Sun is rising soon, he said as he rose to look out over his city. With his back turned to me, I could clearly see his stiff posture. The epitome of a Ventrue, I thought to myself. His office certainly looked like something monarchs would use.

_"Since I don't quite trust you out among the rest of the city; you will be living here, in the tower."_ He said it with a finality I didn't dare to question. _"Do you understand, Victoria?"_ My head jerked up at the mention of my name. I nodded. _"It's only temporary, I assure you,"_ he said with a small smirk on his face. _"Elizabeth will see that you're accommodated"._ I nodded again and felt a smaller hand touch my arm. A woman was standing next to me. Her hair was put up in a tight bun, and her face was adorned with heavy makeup. She was, I realized, very much human. I raised my hand to touch her face when Lacroix cleared his throat. I stopped in the air.

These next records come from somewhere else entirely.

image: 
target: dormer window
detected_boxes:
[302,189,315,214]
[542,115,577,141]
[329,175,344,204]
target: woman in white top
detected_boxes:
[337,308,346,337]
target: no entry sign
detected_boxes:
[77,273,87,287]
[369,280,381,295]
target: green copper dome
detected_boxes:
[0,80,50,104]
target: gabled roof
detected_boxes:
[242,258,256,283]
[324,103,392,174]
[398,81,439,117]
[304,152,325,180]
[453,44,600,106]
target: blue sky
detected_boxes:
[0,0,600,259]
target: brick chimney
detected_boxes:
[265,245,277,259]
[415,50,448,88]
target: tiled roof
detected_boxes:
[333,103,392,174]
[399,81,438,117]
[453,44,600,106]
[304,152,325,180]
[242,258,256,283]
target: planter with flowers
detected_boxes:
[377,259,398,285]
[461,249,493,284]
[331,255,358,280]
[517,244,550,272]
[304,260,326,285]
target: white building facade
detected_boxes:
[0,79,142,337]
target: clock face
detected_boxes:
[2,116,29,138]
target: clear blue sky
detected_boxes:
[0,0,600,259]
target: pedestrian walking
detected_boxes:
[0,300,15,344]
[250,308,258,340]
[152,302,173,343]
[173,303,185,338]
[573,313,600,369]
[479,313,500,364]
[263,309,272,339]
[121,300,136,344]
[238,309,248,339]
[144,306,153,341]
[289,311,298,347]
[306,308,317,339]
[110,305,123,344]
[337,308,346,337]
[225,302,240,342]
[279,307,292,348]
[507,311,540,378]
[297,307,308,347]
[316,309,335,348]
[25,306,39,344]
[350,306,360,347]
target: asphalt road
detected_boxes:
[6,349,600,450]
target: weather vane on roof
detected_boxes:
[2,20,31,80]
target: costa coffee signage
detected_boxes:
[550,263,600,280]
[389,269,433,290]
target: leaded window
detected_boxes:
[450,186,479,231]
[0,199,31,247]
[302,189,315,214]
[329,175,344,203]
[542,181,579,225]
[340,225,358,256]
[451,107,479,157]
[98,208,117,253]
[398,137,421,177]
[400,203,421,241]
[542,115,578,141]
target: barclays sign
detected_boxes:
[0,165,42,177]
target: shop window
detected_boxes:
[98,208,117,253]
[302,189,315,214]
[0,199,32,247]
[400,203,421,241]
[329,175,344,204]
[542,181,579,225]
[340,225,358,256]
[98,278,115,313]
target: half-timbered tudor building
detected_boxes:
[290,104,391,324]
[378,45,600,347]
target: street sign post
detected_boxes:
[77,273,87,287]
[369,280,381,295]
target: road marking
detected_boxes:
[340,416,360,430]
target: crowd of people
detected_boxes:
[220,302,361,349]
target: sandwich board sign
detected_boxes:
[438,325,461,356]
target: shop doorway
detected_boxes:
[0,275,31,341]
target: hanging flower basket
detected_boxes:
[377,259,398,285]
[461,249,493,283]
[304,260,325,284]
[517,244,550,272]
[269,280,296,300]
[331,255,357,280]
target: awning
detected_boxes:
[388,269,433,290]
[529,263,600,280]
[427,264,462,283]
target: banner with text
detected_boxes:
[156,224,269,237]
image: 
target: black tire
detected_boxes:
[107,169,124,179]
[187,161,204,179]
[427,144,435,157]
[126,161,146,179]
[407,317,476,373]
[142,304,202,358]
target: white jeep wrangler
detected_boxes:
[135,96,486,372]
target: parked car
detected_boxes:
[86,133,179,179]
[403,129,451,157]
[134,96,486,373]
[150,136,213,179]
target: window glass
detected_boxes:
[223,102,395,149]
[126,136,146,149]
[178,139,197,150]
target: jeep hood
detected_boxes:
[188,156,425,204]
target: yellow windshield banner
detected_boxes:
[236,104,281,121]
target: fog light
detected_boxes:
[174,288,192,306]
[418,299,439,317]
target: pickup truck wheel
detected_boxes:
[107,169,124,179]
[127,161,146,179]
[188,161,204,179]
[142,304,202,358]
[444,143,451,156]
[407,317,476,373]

Looking over to him, I realized his position was even more regal than before. _"Elizabeth may be human, but you're not to feed from her or any other employees of this organization. You will be fed via blood packs, do I make myself clear?"_ It was directed as a question, but I knew that look in his eyes. It wasn't up for debate. _"Crystal clear,"_ I said and couldn't help but to giggle.

He quizzed an eyebrow and I merely shook my head, biting my lip. It was impossible to explain what I found funny. Ironic, sure, but funny? Not really and yet I could laugh at it the entire night unless I forced it down.

Elizabeth eventually led me to my room and I crashed in my bed. I barely noted a human presence in the room afterward. However, I was quite sure it was her, Elizabeth, making sure everything was in correct order and the blinds were properly closed.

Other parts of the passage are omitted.